2) You Instantiate the gameObject, but first making sure the Renderer component is disabled on its Prefab, by default, so you can re-assign its Transform values then - re-enable the Renderer again.
3) You make an invisible gameObject (an Empty gameObject) and Instantiate the wanted gameObject, you then make the Empty to be the parent of the newly created gameObject.. Provided that the parent Empty is exactly where you want it to be, when you instantiate and reset the child's position it should jump off right on top the the Empty parent.

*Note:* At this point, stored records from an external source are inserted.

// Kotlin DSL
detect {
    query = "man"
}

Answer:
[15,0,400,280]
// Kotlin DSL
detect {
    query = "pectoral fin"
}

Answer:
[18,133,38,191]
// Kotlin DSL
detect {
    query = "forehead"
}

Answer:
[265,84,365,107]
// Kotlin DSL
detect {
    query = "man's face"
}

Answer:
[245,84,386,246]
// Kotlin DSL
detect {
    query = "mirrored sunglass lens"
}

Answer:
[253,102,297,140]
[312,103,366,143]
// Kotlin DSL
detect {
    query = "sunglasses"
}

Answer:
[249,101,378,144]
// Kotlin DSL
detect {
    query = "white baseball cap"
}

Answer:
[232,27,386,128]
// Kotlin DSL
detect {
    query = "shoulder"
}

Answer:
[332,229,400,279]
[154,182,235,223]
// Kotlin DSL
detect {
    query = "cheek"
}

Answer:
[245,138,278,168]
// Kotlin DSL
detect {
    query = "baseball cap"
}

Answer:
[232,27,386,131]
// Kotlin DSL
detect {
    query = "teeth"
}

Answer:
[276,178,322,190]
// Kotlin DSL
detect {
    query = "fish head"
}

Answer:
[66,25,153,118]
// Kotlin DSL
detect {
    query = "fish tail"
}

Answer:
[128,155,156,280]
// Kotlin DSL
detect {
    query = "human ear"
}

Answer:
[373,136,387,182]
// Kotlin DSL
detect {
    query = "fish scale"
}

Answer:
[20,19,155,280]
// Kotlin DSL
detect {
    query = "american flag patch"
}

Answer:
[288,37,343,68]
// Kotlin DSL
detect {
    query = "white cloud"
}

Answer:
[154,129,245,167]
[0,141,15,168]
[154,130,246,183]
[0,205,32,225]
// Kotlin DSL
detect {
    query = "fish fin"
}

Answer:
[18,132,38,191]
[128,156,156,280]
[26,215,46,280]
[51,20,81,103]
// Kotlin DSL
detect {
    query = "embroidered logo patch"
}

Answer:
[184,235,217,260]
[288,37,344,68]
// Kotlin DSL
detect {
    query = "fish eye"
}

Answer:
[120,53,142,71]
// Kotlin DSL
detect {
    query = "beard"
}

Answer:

I'm not giving code since you haven't and I don't have no idea of which method you might end up liking more. In terms of performance the Enable/Disable are the best option.
And as theodox says Object Pooling is your best friend for things like bullets, although it might be applied to many other gameObjects that might work as 'collections of objects' on your game's logic. It's totally worth learning.